A) Photomicrograph showing the incorporation of transplanted ovarian germ cells into the gonad of a recipient larva 5 days after transplantation. The arrows point to individual DsRed-positive cells. Bar = 100 μm. B) The number of recipient larvae with up to 5 DsRed-positive cells present in the gonadal region 5 days after transplantation. Data from three transplantation experiments (T1–T3) are shown.

FIG. 5.

Colonization of the recipient gonad by transplanted ovarian germ cells. A) Fluorescence photomicrograph of a recipient gonad 6 wk after transplantation showing that the DsRed-expressing ovarian germ cells have proliferated and completely colonized the tissue (A1–A3). A1: red fluorescence, A2: green fluorescence, A3: bright field. Fluorescence photomicrograph of a nonchimeric recipient (A4–A6).
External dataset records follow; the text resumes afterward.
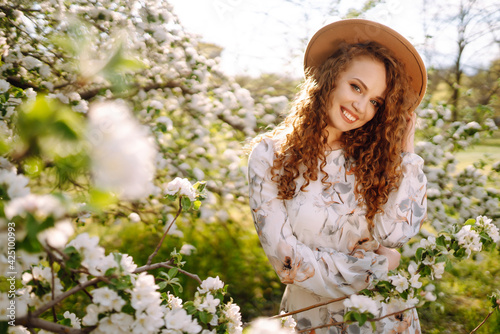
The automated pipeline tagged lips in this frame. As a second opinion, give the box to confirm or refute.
[340,107,358,123]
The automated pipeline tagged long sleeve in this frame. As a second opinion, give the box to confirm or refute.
[248,139,388,298]
[373,153,427,248]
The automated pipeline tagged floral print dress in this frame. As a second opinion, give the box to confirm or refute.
[248,138,427,334]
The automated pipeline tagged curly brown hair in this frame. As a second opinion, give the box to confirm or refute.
[256,42,417,229]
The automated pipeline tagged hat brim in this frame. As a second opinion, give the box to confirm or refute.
[304,19,427,109]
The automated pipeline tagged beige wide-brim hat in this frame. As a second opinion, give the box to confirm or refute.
[304,19,427,109]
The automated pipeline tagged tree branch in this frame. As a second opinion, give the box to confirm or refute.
[16,314,95,334]
[26,277,103,319]
[134,261,202,284]
[146,196,182,266]
[297,306,416,333]
[469,310,495,334]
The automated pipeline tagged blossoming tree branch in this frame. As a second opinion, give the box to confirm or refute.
[0,0,500,334]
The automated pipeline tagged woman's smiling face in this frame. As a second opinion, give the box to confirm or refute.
[327,56,387,143]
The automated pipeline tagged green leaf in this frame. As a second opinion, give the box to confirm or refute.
[198,311,212,324]
[168,268,179,278]
[193,181,207,193]
[158,281,168,290]
[104,268,117,276]
[436,235,446,247]
[181,196,192,211]
[415,247,424,262]
[453,248,465,258]
[193,200,201,210]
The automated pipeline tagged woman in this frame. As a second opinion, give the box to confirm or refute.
[248,19,427,334]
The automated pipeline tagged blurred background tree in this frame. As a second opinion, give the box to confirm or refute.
[0,0,500,333]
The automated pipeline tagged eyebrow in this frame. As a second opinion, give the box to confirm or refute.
[354,77,385,103]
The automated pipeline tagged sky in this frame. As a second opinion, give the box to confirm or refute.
[168,0,498,77]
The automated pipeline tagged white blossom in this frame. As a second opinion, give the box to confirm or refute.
[431,262,446,279]
[21,56,42,70]
[88,102,156,200]
[0,169,30,199]
[179,244,196,255]
[455,225,483,257]
[90,286,125,312]
[63,311,82,329]
[344,294,379,316]
[0,79,10,94]
[245,318,294,334]
[222,303,243,334]
[165,177,196,201]
[389,274,408,293]
[198,276,224,294]
[476,216,500,242]
[37,219,75,248]
[128,212,141,223]
[4,194,65,220]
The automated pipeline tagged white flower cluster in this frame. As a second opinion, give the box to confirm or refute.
[476,216,500,242]
[67,233,137,276]
[245,317,296,334]
[164,177,198,201]
[13,233,242,334]
[88,102,156,200]
[455,225,483,257]
[415,106,500,230]
[0,169,30,199]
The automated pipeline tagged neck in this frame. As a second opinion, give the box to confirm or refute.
[326,127,342,150]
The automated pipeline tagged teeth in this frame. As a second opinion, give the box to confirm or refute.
[342,109,356,122]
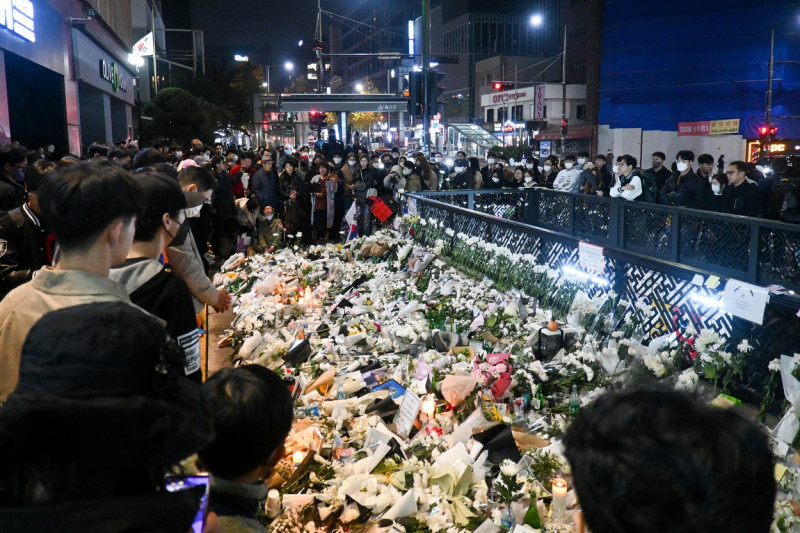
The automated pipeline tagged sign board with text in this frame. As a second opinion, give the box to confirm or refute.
[678,118,739,136]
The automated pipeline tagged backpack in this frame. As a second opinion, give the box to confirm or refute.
[764,178,795,220]
[637,172,658,204]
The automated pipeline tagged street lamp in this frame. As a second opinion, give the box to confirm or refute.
[261,61,294,92]
[529,13,567,155]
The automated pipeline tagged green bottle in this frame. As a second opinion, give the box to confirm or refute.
[523,493,542,529]
[569,385,581,416]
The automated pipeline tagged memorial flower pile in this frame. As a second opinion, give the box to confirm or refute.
[215,216,800,533]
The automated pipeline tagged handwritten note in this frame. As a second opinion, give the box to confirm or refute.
[394,391,422,438]
[722,279,769,324]
[578,241,606,272]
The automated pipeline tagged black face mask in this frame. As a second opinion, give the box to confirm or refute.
[167,220,192,246]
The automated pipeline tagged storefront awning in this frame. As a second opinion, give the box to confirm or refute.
[533,124,592,141]
[447,122,503,150]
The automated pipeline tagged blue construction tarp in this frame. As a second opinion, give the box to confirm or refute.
[599,0,800,138]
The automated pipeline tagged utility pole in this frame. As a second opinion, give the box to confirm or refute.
[561,24,567,158]
[422,0,435,157]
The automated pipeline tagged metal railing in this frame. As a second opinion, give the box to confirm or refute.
[407,188,800,292]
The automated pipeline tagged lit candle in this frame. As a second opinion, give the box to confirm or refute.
[420,394,436,422]
[292,450,306,466]
[553,477,567,522]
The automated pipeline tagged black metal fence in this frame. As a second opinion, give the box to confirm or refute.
[416,188,800,292]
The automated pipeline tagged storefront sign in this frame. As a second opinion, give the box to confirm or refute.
[100,59,128,92]
[678,118,739,136]
[492,91,527,104]
[533,85,544,120]
[0,0,36,43]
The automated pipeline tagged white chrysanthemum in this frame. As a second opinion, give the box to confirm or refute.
[500,459,517,477]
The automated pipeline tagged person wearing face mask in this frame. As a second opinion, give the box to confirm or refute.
[230,152,256,198]
[608,154,642,200]
[279,158,311,244]
[250,152,278,208]
[252,205,286,253]
[165,166,233,313]
[0,144,28,215]
[108,172,205,383]
[0,159,57,299]
[708,172,728,212]
[658,150,704,209]
[540,156,558,189]
[553,154,581,192]
[445,157,475,189]
[353,155,378,236]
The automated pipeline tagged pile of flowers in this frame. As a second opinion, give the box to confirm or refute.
[215,217,800,533]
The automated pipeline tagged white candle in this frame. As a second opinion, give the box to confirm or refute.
[553,477,567,521]
[292,450,306,466]
[266,489,281,518]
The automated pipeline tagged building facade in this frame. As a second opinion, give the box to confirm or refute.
[0,0,136,154]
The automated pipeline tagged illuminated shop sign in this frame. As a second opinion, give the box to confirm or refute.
[0,0,36,43]
[100,59,128,92]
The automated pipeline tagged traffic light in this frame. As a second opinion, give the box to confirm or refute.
[758,126,778,139]
[408,70,444,117]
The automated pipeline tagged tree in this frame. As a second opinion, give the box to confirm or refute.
[347,81,381,139]
[142,87,213,146]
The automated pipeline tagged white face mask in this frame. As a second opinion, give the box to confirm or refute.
[183,204,203,218]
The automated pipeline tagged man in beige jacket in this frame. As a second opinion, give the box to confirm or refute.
[0,160,144,402]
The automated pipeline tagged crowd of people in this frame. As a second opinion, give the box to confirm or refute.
[0,138,775,533]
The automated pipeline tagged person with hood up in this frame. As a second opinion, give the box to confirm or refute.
[109,172,205,383]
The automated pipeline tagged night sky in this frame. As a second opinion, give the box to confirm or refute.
[191,0,348,63]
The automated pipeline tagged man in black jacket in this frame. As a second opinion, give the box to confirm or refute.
[721,161,761,217]
[658,150,704,209]
[0,144,28,215]
[0,159,56,299]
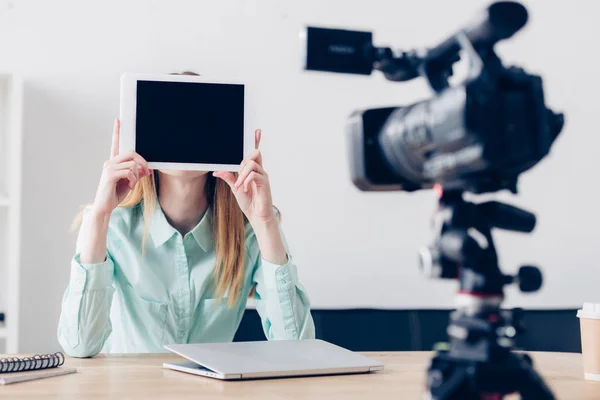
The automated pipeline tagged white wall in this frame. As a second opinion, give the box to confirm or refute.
[0,0,600,351]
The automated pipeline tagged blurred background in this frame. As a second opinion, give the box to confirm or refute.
[0,0,600,353]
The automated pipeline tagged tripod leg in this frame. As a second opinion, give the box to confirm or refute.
[513,353,554,400]
[423,356,480,400]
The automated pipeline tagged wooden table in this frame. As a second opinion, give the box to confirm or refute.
[0,352,600,400]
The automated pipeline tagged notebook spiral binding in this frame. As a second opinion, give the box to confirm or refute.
[0,352,65,373]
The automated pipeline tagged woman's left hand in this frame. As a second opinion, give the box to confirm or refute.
[213,129,275,227]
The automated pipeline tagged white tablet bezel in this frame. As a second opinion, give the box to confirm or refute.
[119,73,254,172]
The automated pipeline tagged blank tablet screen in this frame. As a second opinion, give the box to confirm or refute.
[135,80,244,164]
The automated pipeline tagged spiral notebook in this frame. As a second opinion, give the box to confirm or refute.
[0,353,77,385]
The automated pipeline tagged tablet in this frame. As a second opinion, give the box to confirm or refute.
[119,73,254,171]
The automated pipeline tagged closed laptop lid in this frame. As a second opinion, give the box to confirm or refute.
[165,339,383,375]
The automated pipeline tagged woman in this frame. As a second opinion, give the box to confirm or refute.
[58,115,315,357]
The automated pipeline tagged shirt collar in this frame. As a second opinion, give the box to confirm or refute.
[149,204,214,251]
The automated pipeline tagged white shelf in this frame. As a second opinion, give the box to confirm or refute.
[0,71,23,354]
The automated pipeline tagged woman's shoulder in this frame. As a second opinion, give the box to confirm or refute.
[245,206,281,242]
[83,203,143,230]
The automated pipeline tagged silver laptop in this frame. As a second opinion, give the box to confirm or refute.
[163,340,383,380]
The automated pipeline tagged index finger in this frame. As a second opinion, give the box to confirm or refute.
[254,129,262,149]
[110,118,121,158]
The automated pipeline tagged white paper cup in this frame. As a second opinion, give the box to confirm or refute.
[577,303,600,381]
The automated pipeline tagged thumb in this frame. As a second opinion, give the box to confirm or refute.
[213,171,235,189]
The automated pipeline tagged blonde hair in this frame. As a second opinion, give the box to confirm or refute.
[119,171,246,306]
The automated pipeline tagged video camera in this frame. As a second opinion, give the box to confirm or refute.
[305,2,564,193]
[305,1,564,400]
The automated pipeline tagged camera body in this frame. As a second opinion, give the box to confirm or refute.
[305,2,564,193]
[346,68,562,193]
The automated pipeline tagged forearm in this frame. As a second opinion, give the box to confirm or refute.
[58,257,114,357]
[80,210,110,264]
[252,218,287,265]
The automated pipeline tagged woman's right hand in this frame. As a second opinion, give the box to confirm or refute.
[94,118,151,215]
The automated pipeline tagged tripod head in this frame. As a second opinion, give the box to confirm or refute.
[420,187,542,303]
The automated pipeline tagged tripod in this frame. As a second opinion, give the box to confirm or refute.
[420,190,554,400]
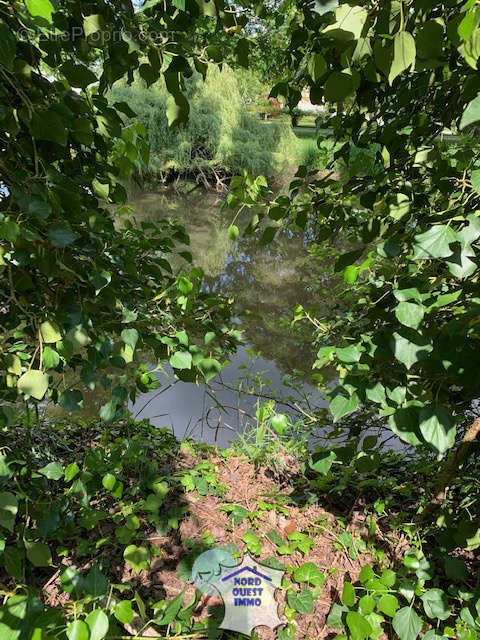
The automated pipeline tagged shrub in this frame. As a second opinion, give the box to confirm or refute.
[111,67,297,179]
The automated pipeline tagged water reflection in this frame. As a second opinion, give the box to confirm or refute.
[127,189,335,446]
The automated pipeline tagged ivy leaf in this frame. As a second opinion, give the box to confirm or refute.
[25,0,55,22]
[58,389,83,413]
[48,224,78,249]
[83,564,108,598]
[25,541,52,567]
[123,544,150,573]
[166,91,190,127]
[414,224,457,260]
[327,602,348,631]
[67,620,90,640]
[395,302,424,329]
[170,351,192,369]
[155,589,185,625]
[197,358,222,382]
[392,607,422,640]
[242,531,262,556]
[378,593,398,618]
[0,22,17,70]
[419,405,456,453]
[323,4,368,40]
[85,609,109,640]
[347,611,372,640]
[293,562,325,587]
[330,393,359,422]
[287,589,313,616]
[342,581,355,607]
[324,71,354,102]
[420,589,452,620]
[0,491,18,531]
[388,31,416,84]
[390,330,433,369]
[120,329,138,351]
[61,62,98,89]
[460,95,480,129]
[17,369,48,400]
[38,462,63,480]
[113,600,133,624]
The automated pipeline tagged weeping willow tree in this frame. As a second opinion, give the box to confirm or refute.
[110,66,297,184]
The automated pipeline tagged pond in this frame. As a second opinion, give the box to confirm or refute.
[125,188,340,447]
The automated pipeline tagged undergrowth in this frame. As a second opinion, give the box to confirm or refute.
[0,412,480,640]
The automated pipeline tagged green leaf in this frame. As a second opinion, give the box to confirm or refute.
[342,582,355,607]
[228,224,240,242]
[330,393,359,422]
[38,462,63,480]
[170,351,192,369]
[48,224,78,249]
[64,462,80,482]
[390,331,433,369]
[67,620,90,640]
[444,556,468,580]
[155,589,185,625]
[83,564,108,598]
[0,491,18,531]
[420,589,452,620]
[85,609,108,640]
[242,531,262,556]
[287,589,313,616]
[323,4,368,40]
[40,320,62,343]
[123,544,150,573]
[166,91,190,127]
[308,53,328,82]
[388,406,422,447]
[414,224,457,260]
[92,178,110,202]
[120,329,138,351]
[309,450,337,475]
[198,358,222,382]
[395,302,425,329]
[327,602,348,631]
[324,71,354,102]
[0,22,17,70]
[25,541,52,567]
[378,593,398,618]
[460,95,480,129]
[113,600,133,624]
[392,607,422,640]
[293,562,325,587]
[25,0,55,22]
[388,193,410,220]
[358,564,375,584]
[347,611,372,640]
[470,169,480,193]
[335,345,362,364]
[0,595,43,640]
[358,596,376,616]
[102,473,117,491]
[31,109,68,147]
[419,405,456,453]
[61,62,98,89]
[17,369,48,400]
[388,31,416,84]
A4: red fluorescence, A5: green fluorescence, A6: bright field. Area enclosed inside the dotted lines represents the region of gonadal tissues. B) After reaching sexual maturity at 3 mo of age, the germline chimeric fish possessed one fully developed testis that contained a large number of DsRed-expressing cells derived from the transplanted germ cells (B1 inset, gonads were dissected for fluorescence detection). The other testis in the chimeric fish (black arrow) was underdeveloped. C) Transverse section of the fully developed testis from a fertile male chimera that contains spermatid (St) and spermatozoa (S). Bars = 100 μm (A3, A6, B1) and 20 μm (C).

FIG. 6.

A) Fluorescence photomicrograph of an F1 embryo produced by a germline chimeric father showing EGFP expression throughout its body indicating that the embryo was produced from sperm derived from the transplanted Tg(vasa:DsRed2-vasa);Tg(bactin:EGFP) double transgenic ovarian germ cells. Because vasa-DsRed expression in the embryo is from maternal RNA, DsRed expression was not observed in the F1 embryos. B, C) The F1 adult fish possessed paired gonads that were of normal size (B, ovary; C, testis) and expressed DsRed (B1 inset and C1 inset, gonads were dissected for fluorescence detection) throughout the tissue. D) The F2 embryos produced by mating heterozygous F1 siblings did express maternal vasa-DsRed in the gonadal region (white arrows) and EGFP expression (black arrows) throughout their bodies in approximately 75% of the F2 embryos. Right bottom corner: schematic drawing of the area where the photo was taken. Bars = 200 μm.